La ciencia detrás de las herramientas de evaluación se basa en estudios realizados por Kenneth R. Brousseau y Michael J. Driver, co-autores, junto a Phillip L. Hunsaker, de The Dynamic Decision Maker: Five Decision Styles for Executive y Business Success (El dinámico encargado de las tomas de decisión: cinco estilos de decisión para tener éxito a nivel ejecutivo y empresarial, Jossey-Bass, 1993). Las investigaciones de esos expertos establecieron que los estilos de decisión están fijados básicamente por dos factores:
1. La cantidad de información usada en la toma de decisiones. Algunas personas parecen requerir apenas una pequeña cantidad de información, en tanto otras necesitan un análisis riguroso.
2. El número de soluciones que un individuo considera. Algunas personas desarrollan una solución, y la siguen hasta el final. Otras consideran varias opciones, en ocasiones, siguiendo varias de manera simultánea, y luego cambian de curso de acuerdo a las necesidades.
Ese hallazgo llevó a los investigadores a identificar cuatro estilos básicos de decisión: decisivo, jerárquico, flexible y de integración. Cada estilo de decisión tiene dos expresiones: un estilo de liderazgo y un estilo de pensamiento. Esos cuatro estilos de decisión forman la base de nuestra herramienta de evaluación, que considera el estilo de liderazgo, el estilo de pensamiento, la competencia emocional y el ajuste cultural, mediante varios conjuntos de exámenes de informes propios y de escenarios.
EVALUACIÓN Y DESARROLLO DEL LIDERAZGO
El valor de la evaluación del empleado al elegir a líderes está demostrado en nuestra reciente tarea con una compañía internacional especializada en productos químicos. La junta directiva de la compañía actuó para establecer un plan de sucesión previo a un anticipado cambio de liderazgo.
Nuestra necesidad era identificar quiénes, entre los ejecutivos, estaban en condiciones de liderar una transición suave y llevar a cabo la estrategia de crecimiento a largo plazo de la organización. Para ello empleamos un proceso de evaluación de seis pasos:
1. ESTABLECIMIENTO DE LOS REQUISITOS DEL TRABAJO.
Cuando colaboramos con la junta directiva establecimos los principales requisitos de organización y las demandas del trabajo. Es esencial diseñar esa evaluación dentro del contexto de la estrategia de la compañía y de los pronósticos de la industria.
2. CREACIÓN DE PERFILES DE CONDUCTA CON REQUISITOS NECESARIOS.
Convertimos los requisitos de liderazgo de la compañía y las exigencias del trabajo en perfiles con las condiciones de conducta necesarias.

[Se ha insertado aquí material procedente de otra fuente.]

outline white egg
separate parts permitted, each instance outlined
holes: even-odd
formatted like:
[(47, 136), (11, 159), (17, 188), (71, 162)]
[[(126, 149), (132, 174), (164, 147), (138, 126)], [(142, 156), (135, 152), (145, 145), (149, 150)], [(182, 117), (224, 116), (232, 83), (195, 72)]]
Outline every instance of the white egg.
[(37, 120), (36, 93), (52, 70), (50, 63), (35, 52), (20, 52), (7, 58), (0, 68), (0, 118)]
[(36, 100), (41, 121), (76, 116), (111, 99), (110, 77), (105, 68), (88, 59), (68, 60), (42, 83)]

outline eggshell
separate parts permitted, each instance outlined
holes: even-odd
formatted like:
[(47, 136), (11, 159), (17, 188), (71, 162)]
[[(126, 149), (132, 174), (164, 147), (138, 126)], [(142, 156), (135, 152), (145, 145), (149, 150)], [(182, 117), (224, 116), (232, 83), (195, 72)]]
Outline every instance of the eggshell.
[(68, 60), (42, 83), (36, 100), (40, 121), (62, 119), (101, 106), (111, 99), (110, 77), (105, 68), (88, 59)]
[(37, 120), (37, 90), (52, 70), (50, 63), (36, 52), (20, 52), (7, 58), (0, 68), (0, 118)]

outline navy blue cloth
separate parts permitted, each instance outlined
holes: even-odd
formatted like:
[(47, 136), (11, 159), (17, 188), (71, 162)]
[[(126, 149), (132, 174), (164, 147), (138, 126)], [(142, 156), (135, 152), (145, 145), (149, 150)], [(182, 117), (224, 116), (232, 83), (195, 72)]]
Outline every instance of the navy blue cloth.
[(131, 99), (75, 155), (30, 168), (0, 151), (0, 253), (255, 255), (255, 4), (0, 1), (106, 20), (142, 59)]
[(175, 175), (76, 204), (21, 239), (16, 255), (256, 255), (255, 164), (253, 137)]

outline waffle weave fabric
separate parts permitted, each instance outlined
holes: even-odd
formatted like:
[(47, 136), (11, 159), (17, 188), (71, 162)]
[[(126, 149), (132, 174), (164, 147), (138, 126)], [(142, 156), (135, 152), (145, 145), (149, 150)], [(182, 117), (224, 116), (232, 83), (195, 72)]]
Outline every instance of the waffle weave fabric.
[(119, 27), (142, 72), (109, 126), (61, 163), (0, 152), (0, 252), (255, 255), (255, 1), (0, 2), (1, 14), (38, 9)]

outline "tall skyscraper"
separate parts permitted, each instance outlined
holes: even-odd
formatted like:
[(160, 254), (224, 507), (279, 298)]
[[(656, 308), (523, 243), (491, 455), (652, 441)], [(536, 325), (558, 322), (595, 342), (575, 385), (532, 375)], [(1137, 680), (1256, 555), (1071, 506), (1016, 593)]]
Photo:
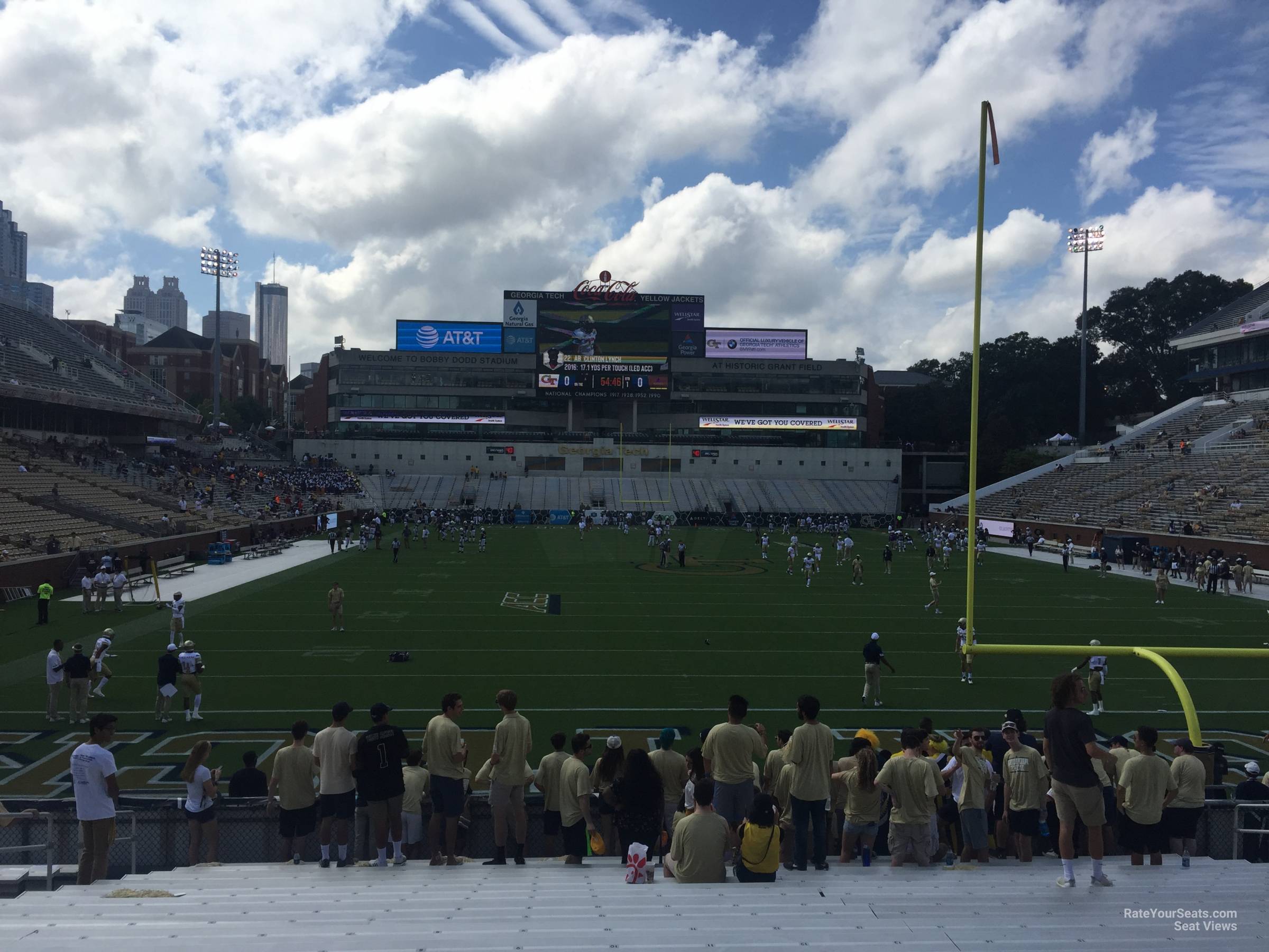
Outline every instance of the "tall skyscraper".
[(123, 310), (145, 317), (151, 325), (189, 330), (189, 303), (179, 278), (164, 277), (159, 291), (150, 289), (150, 275), (133, 274), (123, 296)]
[(159, 320), (159, 302), (150, 289), (148, 275), (132, 275), (132, 287), (123, 294), (123, 312), (151, 322)]
[(287, 366), (287, 286), (255, 283), (255, 334), (260, 357)]
[(189, 303), (180, 289), (180, 278), (164, 277), (162, 287), (155, 292), (159, 305), (159, 322), (165, 327), (189, 330)]
[[(203, 336), (216, 336), (216, 311), (203, 315)], [(251, 315), (221, 310), (221, 340), (250, 340)]]
[(0, 298), (42, 314), (53, 314), (53, 288), (27, 281), (27, 232), (0, 202)]
[(27, 279), (27, 232), (18, 231), (13, 212), (0, 202), (0, 278)]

3. EVALUACIÓN DE LOS CANDIDATOS AL LIDERAZGO.
Los gerentes escogidos participaron en una evaluación on line que determinó si satisfacían los requisitos de conducta. Los candidatos también fueron entrevistados por un experto en industria, y por un especialista en conducta.
4. COMPARACIÓN DE HALLAZGOS DE ESTILOS DE DECISIÓN CON PERFILES DE CANDIDATOS.
Nosotros comparamos los perfiles de conducta que elaboramos para cada uno de los ejecutivos con los perfiles de empleo que preparamos para la compañía.
5. INFORMACIÓN A LA JUNTA DIRECTIVA SOBRE RESULTADOS DE LA EVALUACIÓN.
Los resultados confirmaron que varios individuos eran excelentes candidatos al cargo. La junta directiva, que había decidido construir la mayor parte del equipo desde adentro, trabajó con nosotros para desarrollar un plan destinado a entrenar a cada uno de los individuos elegidos para puestos de liderazgo.
6. OBSERVACIÓN DEL AVANCE EN EL DESARROLLO.
El progreso de los candidatos elegidos fue seguido con el fin de asegurar que estaban preparados para asumir sus deberes a tiempo.
Sin importar cuan perfecta sea una estrategia de negocios, siempre fracasará sin los recursos humanos para ejecutarla. Inclusive una pequeña inversión de tiempo en temas de la “gente” es recompensada con menos enfrentamientos, resultados más fáciles, y una mayor productividad en un lapso menor.